Trained Immunity Based-Vaccines as a Prophylactic Strategy in Common Variable Immunodeficiency. A Proof of Concept Study

Biomedicines 2020, 8(7), 203; https://doi.org/10.3390/biomedicines8070203
by Kissy Guevara-Hoyer 1,2,3, Paula Saz-Leal 4, Carmen M. Diez-Rivero 4, Juliana Ochoa-Grullón 1,2,3, Miguel Fernández-Arquero 1,2,3, Rebeca Pérez de Diego 3,5 and Silvia Sánchez-Ramón 1,2,3,*
Reviewer 1: Anonymous
Reviewer 2: Anonymous
Biomedicines 2020, 8(7), 203; https://doi.org/10.3390/biomedicines8070203
Submission received: 5 June 2020 / Revised: 1 July 2020 / Accepted: 7 July 2020 / Published: 9 July 2020

Round 1

Reviewer 1 Report

The present manuscript discusses the positive effect of the polybacterial preparation MV130 on the number of infections, quality of life, the level of specific immunoglobulins and the level of cytokines in CVID patients with an increased number of infections. The topic of the article is current. The results are well processed, the discussion is sufficient.
I see the only shortcoming in the presentation of statistical results in the text of the article. If the measured values ​​are processed by a parametric test, the result is reported as the mean and standard deviation. When processing values ​​with a nonparametric test, the rule is that the results are reported as medians and then min and max.
Authors of the manuscript report the results as median and IQR, while some results have the value 0 and IQR has the value one, ie for example they get to negative values ​​in the number of infections, here it is necessary to correct the form of the presented results.
In addition, it is not usual to state the values ​​of medians, etc. in the abstract. Usually, only a statistically significant decrease or increase or a maximum probability value is reported.
Even in Figure 3B, the value of P should not be given, but the phrase: is not significant, or the abbreviation ns.
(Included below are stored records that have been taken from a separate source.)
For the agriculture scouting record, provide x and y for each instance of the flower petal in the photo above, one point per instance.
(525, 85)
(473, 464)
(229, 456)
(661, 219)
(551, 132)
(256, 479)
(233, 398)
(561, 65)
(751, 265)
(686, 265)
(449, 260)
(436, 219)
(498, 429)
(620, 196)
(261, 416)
In the abstract page 1, line no.23 in the word RTI another one R is missing.

Chapter Introduction, page 2, line art replace the word coestimulation with the word costimulation.
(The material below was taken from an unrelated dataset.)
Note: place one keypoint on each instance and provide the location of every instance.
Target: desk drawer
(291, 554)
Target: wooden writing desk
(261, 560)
Please check the correctness and availability of citations number 21, 27, 31, 33, 44, 63, 64

Author Response

Comments and Suggestions for Authors

I see the only shortcoming in the presentation of statistical results in the text of the article. If the measured values ​​are processed by a parametric test, the result is reported as the mean and standard deviation. When processing values ​​with a nonparametric test, the rule is that the results are reported as medians and then min and max.
Authors of the manuscript report the results as median and IQR, while some results have the value 0 and IQR has the value one, ie for example they get to negative values ​​in the number of infections, here it is necessary to correct the form of the presented results.
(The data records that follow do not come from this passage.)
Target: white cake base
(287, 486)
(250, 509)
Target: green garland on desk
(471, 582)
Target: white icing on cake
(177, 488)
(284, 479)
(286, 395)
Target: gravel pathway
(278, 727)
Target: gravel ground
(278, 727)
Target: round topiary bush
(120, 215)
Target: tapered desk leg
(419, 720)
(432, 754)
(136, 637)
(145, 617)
A: We appreciate the Reviewer’s careful reading of the manuscript and constructive comments and suggestions. Based on your comment, we have corrected the presentation of statistical results in the text. We report results as medians and then min and max in the new manuscript to express the idea more clearly.

In addition, it is not usual to state the values ​​of medians, etc. in the abstract. Usually, only a statistically significant decrease or increase or a maximum probability value is reported. Even in Figure 3B, the value of P should not be given, but the phrase: is not significant, or the abbreviation ns.

A: Thanks for your observation. This aspect has been corrected in the Abstract section and in the figure 3B of the revised manuscript.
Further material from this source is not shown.